Another finding of great interest was the energy barrier that keeps atoms on adjacent carbyne chains from collapsing into each other. “When you’re talking about theoretical material, you always need to be careful to see if it will react with itself,” Artyukhov said. “This has never really been investigated for carbyne.”

The literature seemed to indicate carbyne “was not stable and would form graphite or soot,” he said.

Instead, the researchers found carbon atoms on separate strings might overcome the barrier in one spot, but the rods’ stiffness would prevent them from coming together in a second location, at least at room temperature. “They would look like butterfly wings,” Artyukhov said.

“Bundles might stick to each other, but they wouldn’t collapse completely,” Yakobson added. “That could make for a highly porous, random net that may be good for adsorption.” Artyukhov said the nominal specific area of carbyne is about five times that of graphene.

When the team’s paper became available this summer on arXiv, the scientific press and even some of the popular press were so excited over the calculations that they picked up on the paper and its implications before the team submitted it for peer review. Now that the complete paper is ready for public consumption, the researchers said they’ll carry their investigation in new directions.

They’re taking a more rigorous look at the conductivity of carbyne and are thinking about other elements as well. “We’ve talked about going through different elements in the periodic table to see if some of them can form one-dimensional chains,” Yakobson said.

Given Rice’s prominence in the nanotechnology field and its status as the ‘home’ of the fullerene, aka, buckyballs, this discovery reaffirms the university’s standing.

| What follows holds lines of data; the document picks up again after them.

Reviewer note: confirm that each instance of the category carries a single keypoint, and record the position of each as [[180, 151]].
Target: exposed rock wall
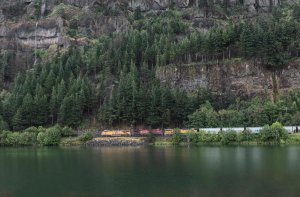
[[244, 79]]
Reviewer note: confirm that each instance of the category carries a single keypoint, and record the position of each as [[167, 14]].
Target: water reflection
[[148, 171]]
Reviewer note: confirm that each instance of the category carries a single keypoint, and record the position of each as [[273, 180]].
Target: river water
[[150, 171]]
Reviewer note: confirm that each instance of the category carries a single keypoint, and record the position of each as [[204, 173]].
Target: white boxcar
[[290, 129], [236, 129], [210, 130], [255, 130]]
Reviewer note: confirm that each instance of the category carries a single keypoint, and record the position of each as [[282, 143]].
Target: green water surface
[[150, 171]]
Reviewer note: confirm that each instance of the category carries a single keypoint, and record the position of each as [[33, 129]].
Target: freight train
[[169, 132]]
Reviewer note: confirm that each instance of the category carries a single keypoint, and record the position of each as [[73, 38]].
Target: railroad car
[[236, 129], [210, 130], [169, 131], [184, 131], [143, 132], [157, 132], [116, 133]]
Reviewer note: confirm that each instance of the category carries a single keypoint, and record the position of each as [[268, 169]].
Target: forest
[[113, 81]]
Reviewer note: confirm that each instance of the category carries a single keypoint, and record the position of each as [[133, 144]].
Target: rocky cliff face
[[56, 17], [244, 79], [28, 25]]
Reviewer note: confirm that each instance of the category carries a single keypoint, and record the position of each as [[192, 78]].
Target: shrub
[[212, 137], [41, 138], [275, 133], [202, 136], [52, 136], [86, 137], [247, 135], [67, 132], [151, 138], [240, 137], [27, 138], [32, 130], [228, 136], [192, 137], [12, 138], [177, 137], [3, 137], [41, 129]]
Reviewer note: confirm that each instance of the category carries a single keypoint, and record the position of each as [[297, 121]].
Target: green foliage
[[177, 137], [202, 136], [213, 137], [68, 132], [86, 137], [28, 138], [247, 135], [192, 137], [273, 133], [228, 136], [151, 138], [51, 137], [32, 130]]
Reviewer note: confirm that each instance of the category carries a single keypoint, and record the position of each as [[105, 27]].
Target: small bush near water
[[177, 137], [67, 132], [273, 133], [9, 138], [86, 137], [192, 137], [228, 136], [52, 136]]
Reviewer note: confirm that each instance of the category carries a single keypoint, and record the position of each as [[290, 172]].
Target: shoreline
[[160, 141]]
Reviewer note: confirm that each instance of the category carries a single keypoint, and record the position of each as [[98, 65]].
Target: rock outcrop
[[244, 79]]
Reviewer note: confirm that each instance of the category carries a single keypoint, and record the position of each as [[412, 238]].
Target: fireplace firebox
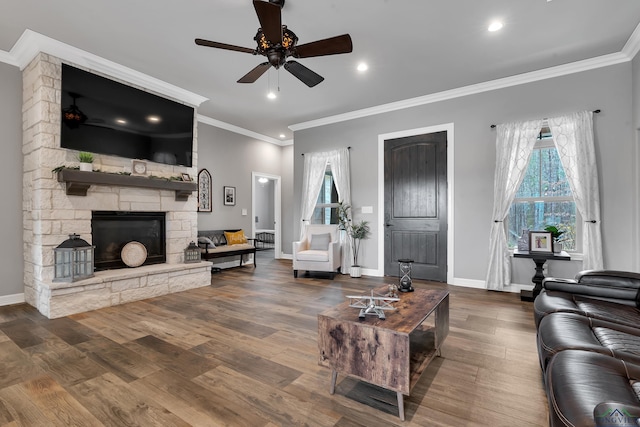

Here’s a ‘carbyne’ image the researchers have provided,

Rice University researchers have determined from first-principle calculations that carbyne would be the strongest material yet discovered. The carbon-atom chains would be difficult to make but would be twice as strong as two-dimensional graphene sheets. (Credit: Vasilii Artyukhov/Rice University)

Rice University researchers have determined from first-principle calculations that carbyne would be the strongest material yet discovered. The carbon-atom chains would be difficult to make but would be twice as strong as two-dimensional graphene sheets. (Credit: Vasilii Artyukhov/Rice University)

Here’s a citation for and a link to the paper,

Carbyne From First Principles: Chain of C atoms, a Nanorod or a Nanorope by Mingjie Liu , Vasilii I. Artyukhov , Hoonkyung Lee , Fangbo Xu , and Boris I. Yakobson. ACS Nano, Just Accepted Manuscript DOI: 10.1021/nn404177r Publication Date (Web): October 5, 2013
Copyright © 2013 American Chemical Society

This paper is behind a paywall.

ETA Oct. 9, 2013 at 4:40 pm PDT: I forgot to follow through on my headline which refers to graphene, the current ‘wonder’ nanomaterial, and its possible future dethroning by carbyne. I think it unlikely as part of what makes graphene so attractive are the properties that could allow its use in electronics applications, properties which carbyne does not seem to share.